The purpose of the fence is to secure the bench and fountain, according to University Communications. The wall was vandalized twice in the same week last April with words including “You can’t silence us” and “BLM.” 

University spokesperson Wes Hester said the fence will be painted dark green soon — the fence is meant to surround the memorial only temporarily while the University reviews options for a replacement stone. More details on the new stones and the design should be finalized in the coming months, University Communications said, with completion expected around summer 2022. 

“My guess is that they did that to keep students from making spray paint demonstrations against what the wall stands for,” said Minority Rights Coalition Chair Abena Appiah-Ofori, a third-year student in the College of Arts and Sciences. 

Completed and dedicated in 1938, the memorial was designed by Edmund Campbell, the dean of the Architecture School at the time, and is located by Monroe and Newcomb Hall.  Though it was originally named the Frank Hume Memorial Wall, it received its more popular nickname — the Whispering Wall — for its ability to carry sounds from a speaker on one side to a listener on the other. The Board voted in June to change the official name of the memorial to the Whispering Wall. 
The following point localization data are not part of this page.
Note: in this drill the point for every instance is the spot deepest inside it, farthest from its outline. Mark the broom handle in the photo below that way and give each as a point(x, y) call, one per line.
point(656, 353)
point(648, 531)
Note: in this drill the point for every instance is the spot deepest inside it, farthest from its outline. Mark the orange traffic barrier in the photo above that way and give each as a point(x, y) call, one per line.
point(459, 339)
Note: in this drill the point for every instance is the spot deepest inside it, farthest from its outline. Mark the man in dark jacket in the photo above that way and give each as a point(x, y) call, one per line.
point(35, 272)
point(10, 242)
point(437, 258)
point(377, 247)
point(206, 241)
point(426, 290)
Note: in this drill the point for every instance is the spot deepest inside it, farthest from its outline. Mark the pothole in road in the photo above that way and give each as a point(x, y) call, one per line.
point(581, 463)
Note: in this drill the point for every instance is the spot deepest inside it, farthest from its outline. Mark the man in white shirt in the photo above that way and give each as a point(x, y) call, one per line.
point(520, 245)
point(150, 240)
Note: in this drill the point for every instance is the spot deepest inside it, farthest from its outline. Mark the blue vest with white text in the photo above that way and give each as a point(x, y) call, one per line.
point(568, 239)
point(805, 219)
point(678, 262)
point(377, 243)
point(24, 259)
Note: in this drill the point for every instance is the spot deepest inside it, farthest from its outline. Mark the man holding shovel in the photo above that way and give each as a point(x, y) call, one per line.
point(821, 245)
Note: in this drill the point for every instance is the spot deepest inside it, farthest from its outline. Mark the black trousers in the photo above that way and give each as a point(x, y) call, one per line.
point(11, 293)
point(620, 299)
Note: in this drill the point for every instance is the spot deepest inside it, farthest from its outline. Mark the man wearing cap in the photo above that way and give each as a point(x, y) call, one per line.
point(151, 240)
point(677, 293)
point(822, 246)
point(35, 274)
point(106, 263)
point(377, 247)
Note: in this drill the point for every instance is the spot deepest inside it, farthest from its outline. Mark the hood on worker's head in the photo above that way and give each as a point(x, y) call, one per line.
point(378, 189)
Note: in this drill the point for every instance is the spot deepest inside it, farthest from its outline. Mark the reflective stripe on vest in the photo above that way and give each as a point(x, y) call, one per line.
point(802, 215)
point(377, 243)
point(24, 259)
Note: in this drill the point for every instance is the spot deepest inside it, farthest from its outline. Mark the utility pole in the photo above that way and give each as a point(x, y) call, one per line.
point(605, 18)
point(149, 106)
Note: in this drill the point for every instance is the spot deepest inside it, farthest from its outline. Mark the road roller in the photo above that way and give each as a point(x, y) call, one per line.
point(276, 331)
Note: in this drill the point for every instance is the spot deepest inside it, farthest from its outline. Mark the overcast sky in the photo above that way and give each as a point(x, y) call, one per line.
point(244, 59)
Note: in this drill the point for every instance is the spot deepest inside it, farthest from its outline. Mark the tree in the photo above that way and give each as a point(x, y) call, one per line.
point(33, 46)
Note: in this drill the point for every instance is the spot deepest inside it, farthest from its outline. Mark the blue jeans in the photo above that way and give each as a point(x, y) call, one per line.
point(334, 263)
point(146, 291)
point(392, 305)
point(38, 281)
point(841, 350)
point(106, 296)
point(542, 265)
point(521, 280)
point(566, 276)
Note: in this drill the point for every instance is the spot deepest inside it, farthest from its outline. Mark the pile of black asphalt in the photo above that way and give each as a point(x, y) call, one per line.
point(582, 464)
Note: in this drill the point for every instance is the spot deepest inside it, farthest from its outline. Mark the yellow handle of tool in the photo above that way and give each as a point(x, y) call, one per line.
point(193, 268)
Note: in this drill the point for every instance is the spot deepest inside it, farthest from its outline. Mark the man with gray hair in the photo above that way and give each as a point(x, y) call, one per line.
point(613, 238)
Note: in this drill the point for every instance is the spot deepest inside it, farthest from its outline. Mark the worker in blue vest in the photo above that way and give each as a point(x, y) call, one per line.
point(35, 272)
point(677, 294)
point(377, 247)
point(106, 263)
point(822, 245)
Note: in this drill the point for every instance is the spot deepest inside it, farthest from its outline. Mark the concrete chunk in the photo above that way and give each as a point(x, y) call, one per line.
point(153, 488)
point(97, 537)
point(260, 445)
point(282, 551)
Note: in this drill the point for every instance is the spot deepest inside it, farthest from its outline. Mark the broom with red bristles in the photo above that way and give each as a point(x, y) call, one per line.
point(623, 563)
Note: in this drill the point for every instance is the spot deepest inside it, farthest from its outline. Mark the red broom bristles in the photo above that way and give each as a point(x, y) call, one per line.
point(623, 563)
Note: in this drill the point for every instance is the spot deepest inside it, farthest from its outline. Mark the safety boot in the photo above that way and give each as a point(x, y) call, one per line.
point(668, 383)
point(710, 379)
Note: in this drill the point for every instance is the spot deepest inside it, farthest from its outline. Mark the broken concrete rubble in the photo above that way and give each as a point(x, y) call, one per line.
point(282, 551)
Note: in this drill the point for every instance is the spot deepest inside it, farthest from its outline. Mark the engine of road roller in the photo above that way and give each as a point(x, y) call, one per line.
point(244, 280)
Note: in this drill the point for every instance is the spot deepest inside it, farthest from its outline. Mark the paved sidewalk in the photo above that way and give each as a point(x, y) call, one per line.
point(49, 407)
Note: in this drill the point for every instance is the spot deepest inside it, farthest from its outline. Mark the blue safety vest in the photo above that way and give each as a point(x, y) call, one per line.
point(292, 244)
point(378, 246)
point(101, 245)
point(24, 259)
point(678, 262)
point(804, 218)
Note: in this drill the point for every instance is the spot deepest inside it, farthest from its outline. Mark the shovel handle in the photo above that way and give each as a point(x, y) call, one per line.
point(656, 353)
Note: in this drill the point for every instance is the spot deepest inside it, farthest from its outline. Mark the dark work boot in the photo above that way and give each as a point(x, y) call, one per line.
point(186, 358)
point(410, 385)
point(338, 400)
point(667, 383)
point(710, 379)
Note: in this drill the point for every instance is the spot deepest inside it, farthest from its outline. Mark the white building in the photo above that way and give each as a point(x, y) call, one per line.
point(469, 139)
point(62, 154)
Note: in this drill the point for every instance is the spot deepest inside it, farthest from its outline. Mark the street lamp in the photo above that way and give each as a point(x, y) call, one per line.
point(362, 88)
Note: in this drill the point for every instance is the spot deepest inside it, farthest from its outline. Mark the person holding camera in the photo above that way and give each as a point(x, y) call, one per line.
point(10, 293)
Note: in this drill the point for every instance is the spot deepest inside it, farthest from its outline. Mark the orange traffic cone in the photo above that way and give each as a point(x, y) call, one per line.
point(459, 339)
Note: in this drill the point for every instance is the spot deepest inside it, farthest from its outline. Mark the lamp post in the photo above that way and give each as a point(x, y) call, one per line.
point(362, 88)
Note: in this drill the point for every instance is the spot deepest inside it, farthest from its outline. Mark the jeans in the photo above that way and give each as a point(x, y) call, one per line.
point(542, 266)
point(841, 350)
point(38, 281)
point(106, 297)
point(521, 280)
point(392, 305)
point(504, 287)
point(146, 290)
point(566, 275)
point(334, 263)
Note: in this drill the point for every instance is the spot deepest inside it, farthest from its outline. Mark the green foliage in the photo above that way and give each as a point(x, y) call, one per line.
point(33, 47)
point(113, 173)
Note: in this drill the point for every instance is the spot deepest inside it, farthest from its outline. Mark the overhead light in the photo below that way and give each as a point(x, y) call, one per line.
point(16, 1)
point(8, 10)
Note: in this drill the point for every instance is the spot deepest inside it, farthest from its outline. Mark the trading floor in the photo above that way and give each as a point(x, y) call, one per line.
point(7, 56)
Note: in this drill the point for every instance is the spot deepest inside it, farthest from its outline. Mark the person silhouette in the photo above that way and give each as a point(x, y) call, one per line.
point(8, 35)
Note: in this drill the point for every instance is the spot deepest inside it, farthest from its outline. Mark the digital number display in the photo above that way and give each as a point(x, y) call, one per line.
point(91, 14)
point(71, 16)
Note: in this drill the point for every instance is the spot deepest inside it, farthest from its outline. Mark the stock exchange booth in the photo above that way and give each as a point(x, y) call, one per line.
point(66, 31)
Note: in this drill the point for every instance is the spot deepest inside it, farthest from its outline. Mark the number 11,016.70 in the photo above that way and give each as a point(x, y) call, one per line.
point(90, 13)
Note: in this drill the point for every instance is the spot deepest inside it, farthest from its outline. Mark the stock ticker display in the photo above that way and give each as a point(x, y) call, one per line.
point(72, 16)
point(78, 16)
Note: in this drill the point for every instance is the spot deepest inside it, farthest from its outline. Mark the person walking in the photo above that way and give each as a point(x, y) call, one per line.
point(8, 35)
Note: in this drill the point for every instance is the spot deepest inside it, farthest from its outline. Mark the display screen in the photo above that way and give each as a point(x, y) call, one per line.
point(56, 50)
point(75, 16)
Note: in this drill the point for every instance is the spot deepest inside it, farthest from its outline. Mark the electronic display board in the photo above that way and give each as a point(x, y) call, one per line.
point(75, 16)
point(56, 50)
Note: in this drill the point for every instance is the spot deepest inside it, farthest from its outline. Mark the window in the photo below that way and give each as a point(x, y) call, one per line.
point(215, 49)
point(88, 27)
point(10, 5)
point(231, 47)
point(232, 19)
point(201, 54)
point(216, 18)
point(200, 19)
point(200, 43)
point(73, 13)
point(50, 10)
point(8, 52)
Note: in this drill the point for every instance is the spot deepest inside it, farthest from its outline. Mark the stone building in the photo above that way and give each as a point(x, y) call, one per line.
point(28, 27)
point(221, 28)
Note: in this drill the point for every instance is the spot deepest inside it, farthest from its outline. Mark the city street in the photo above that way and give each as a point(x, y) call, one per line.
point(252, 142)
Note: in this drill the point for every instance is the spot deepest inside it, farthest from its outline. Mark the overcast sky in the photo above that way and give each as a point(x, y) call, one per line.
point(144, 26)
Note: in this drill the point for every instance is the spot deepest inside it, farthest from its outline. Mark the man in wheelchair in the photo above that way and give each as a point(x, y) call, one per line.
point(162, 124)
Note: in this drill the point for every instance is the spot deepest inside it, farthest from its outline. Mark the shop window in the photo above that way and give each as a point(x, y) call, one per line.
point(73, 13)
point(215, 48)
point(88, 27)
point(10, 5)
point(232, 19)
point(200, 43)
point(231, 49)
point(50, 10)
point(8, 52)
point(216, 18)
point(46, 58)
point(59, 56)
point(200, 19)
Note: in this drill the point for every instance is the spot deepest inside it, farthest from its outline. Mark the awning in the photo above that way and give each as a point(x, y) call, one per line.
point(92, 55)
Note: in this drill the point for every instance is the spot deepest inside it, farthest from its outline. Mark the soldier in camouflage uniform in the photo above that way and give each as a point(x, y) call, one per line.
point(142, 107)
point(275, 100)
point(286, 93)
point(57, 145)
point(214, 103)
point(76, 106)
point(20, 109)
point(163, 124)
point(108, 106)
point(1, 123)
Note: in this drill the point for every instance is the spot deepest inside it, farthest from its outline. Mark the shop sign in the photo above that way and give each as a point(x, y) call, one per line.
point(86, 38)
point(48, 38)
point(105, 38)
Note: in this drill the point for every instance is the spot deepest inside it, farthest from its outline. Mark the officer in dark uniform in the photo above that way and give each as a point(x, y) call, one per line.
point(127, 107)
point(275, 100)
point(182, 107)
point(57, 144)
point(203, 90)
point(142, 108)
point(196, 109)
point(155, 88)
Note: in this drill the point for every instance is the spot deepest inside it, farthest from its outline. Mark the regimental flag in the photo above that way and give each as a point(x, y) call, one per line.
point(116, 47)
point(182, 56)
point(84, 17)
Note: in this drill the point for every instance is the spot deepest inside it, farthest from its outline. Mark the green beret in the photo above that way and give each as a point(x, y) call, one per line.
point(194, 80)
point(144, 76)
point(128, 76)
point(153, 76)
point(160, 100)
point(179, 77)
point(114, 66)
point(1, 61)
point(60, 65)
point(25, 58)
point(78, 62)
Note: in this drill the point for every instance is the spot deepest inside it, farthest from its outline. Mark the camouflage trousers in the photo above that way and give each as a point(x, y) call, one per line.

The controversy of the memorial is based on its inscription, which is a dedication to a Confederate soldier and politician from Virginia. The dedication reads “a memorial to the honorable Frank Hume — a devoted Virginian who served his native state in Civil War and Legislative Hall.” 

Students have called for the complete removal of the memorial, including a petition with over 2,000 signatures and an open letter to the University from the Minority Rights Coalition that identifies the Whispering Wall as a “reminder of U.Va.’s racist, Confederate past.” 

The Board first approved a recommendation to either rededicate or remove the Whispering Wall in 2020 and it delegated this decision to the Naming and Memorials Committee. The committee concluded that the name of Frank Hume on the memorial represents “support for slavery and inequality,” but complete removal was not necessary because Hume’s sons, both alumni of the University, funded the building of the memorial, not Hume himself. 

The Whispering Wall will be included in the University’s digital contextualization project, which will document the history and story of memorials at the University.